Ich sehe das etwas anders. Der Schlüssel zum Verständnis des Gesundheitszustands des Kapitalismus ist die Wirtschaftlichkeit. Die Profite in den USA und der übrigen Welt sind seit der Rezession von 2001 in die Höhe geschossen. Große Teile dieser Profite sind nicht real (sie sind in Wirklichkeit Profite des Finanzkapitals, die von den produktiven Sektoren abgeschöpft wurden). Obwohl die Wirtschaftlichkeit in den letzten fünf Jahren gestiegen ist und höhere Aktienkurse zur Folge hatte, liegt sie immer noch unter dem Niveau von 1997.
Am wichtigsten jedoch ist die Tatsache, dass die Wirtschaftlichkeit im Sinken begriffen ist. Die Produktivitätssteigerung in den USA verlangsamt sich, während die Produktionskosten im Vergleich zum Wachstum der Erträge steigen. Durch den Preissturz auf dem Immobilienmarkt gehen die Erträge zurück. Außerdem sind die Kreditzinsen gestiegen, da die US-Notenbank den Zinssatz erhöht hat.

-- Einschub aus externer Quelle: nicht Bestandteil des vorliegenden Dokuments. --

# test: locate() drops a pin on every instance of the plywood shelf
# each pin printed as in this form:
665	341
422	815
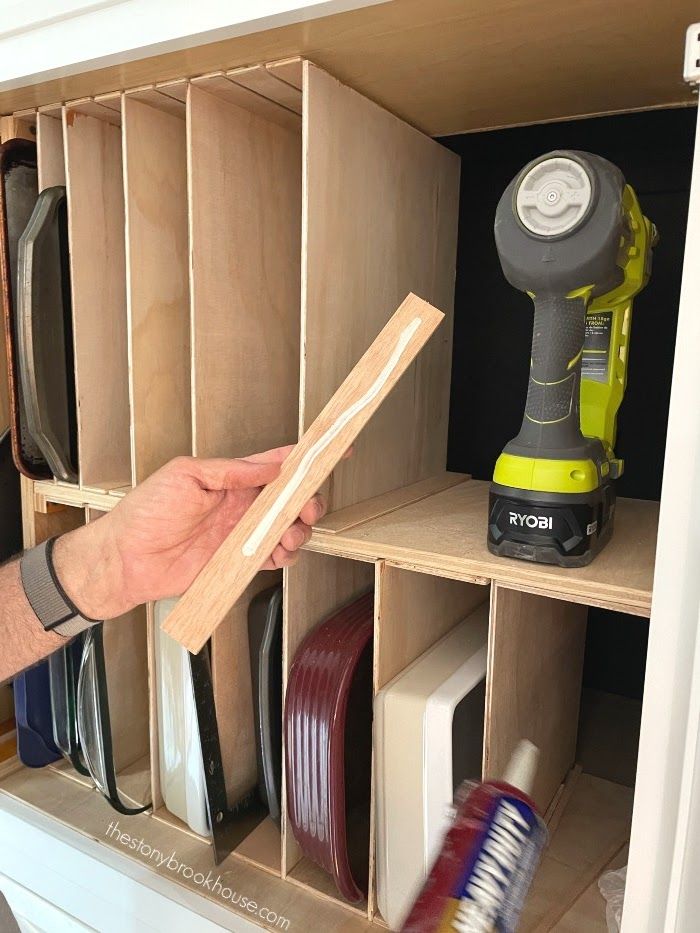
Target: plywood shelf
86	812
445	534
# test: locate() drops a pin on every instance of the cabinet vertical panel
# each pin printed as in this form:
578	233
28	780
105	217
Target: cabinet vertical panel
158	301
245	208
314	588
533	686
414	610
50	157
379	220
244	195
98	282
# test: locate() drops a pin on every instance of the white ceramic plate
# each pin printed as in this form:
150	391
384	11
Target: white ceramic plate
180	753
429	727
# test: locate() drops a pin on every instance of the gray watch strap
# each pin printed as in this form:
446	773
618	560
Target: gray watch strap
50	602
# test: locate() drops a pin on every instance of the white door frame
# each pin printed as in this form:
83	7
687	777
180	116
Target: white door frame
663	885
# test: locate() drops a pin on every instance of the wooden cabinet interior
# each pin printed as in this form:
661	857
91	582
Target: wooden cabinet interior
272	217
93	147
158	299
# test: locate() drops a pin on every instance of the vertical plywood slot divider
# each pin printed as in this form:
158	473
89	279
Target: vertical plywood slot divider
533	686
93	161
158	302
244	199
379	221
413	611
51	162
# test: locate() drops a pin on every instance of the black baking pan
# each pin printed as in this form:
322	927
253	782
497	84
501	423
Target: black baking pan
18	194
45	334
265	641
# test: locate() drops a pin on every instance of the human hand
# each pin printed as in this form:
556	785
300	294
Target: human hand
157	539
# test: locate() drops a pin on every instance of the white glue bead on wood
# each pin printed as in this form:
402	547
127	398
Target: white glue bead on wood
223	580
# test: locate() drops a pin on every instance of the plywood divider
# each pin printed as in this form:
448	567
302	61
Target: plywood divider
153	733
89	107
244	173
288	70
51	163
221	85
158	301
97	256
533	686
379	220
262	81
244	254
313	589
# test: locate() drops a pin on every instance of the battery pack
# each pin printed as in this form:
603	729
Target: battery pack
548	528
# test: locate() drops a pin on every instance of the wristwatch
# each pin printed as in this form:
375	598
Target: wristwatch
51	604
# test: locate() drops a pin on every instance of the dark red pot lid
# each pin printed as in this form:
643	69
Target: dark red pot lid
328	745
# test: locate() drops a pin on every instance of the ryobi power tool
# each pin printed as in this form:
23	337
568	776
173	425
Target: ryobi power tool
571	234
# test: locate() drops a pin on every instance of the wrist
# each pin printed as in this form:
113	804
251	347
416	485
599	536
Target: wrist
88	566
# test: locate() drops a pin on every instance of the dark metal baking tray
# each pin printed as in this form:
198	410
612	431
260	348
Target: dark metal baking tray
45	334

Die Gewinne werden in den nächsten Jahren stetig unter Druck geraten und die Begeisterung für den Aktienmarkt schwächen. Die Wirtschaftlichkeit wird schließlich auf ein Niveau fallen, das eine Wirtschaftsrezession und einen langfristigen Kursverfall an den Aktienbörsen hervorrufen könnte

Der gegenwärtige Kurssturz wird wahrscheinlich nicht zu einem Zusammenbruch oder einer direkten Wirtschaftsrezession führen. Er ist aber ein Hinweis auf eine zukünftige Verschlechterung des Gesundheitszustands des Kapitalismus, die sich in den nächsten Jahren entfalten wird.